Summary
In Peters v. Cox, 10 Cir., 341 F.2d 575, it was held that New Mexico had no obligation to provide an indigent with the assistance of counsel to prepare and file in the Supreme Court of the United States a petition for certiorari to the Supreme Court of New Mexico.
Summary of this case from Moffitt v. RossOpinion
No. 7946.
February 4, 1965. Rehearing Denied March 5, 1965.
William M. Pade, Denver, Colo., for appellant.
L.D. Harris, Sp. Asst. Atty. Gen. (Earl E. Hartley, Atty. Gen., on the brief), for appellee.
Before MURRAH, Chief Judge, and BREITENSTEIN and HILL, Circuit Judges.
The question presented in this habeas corpus appeal is whether the Supreme Court of New Mexico denied appellant's constitutional rights by refusing and failing to appoint counsel to assist him in taking an appeal in a criminal case from that court to the Supreme Court of the United States. We hold that there has been no denial of constitutional rights under the circumstances of this case.

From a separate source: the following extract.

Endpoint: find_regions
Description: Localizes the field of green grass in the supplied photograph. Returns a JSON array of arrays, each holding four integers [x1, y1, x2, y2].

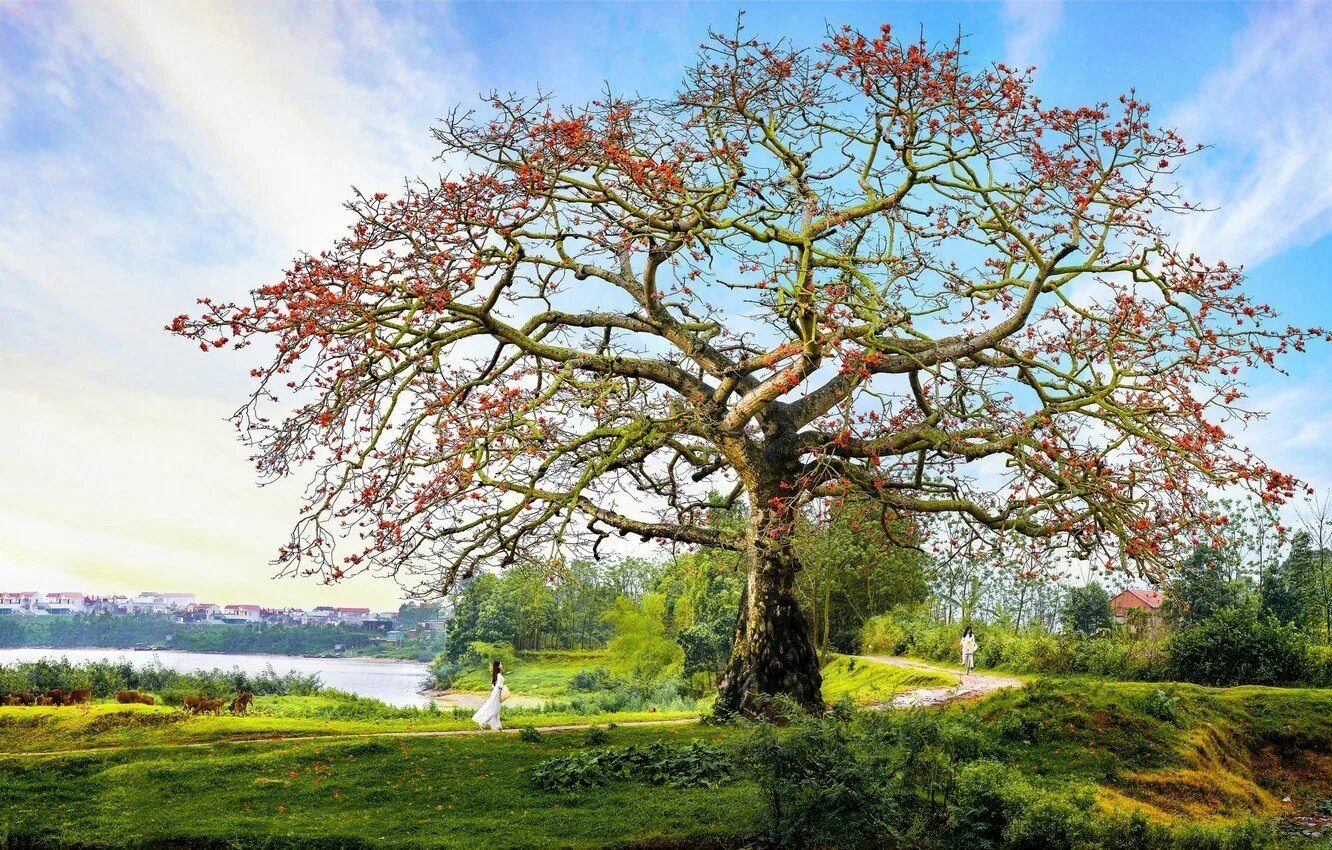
[[820, 654, 955, 704], [441, 650, 951, 707], [5, 656, 1332, 848], [0, 721, 754, 848], [446, 651, 610, 698]]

It is, of course, the law that the due process clause of the Fourteenth Amendment to the Constitution requires the appointment of counsel to represent an indigent defendant in a state criminal trial. Gideon v. Wainwright, 372 U.S. 335, 83 S.Ct. 792, 9 L.Ed.2d 799; Hickock v. Crouse, 10 Cir., 334 F.2d 95. It is also the law that under the due process and equal protection clauses of the Fourteenth Amendment, an indigent defendant has a right to appointed counsel on the appeal of a state criminal conviction. Douglas v. People of State of California, 372 U.S. 353, 83 S.Ct. 814, 9 L.Ed.2d 811. But, we have been cited to no authority requiring, or even permitting, a state supreme court to appoint counsel for an indigent defendant to represent him on his appeal to the Supreme Court of the United States. Our own research has revealed none. The judgment below is therefore affirmed.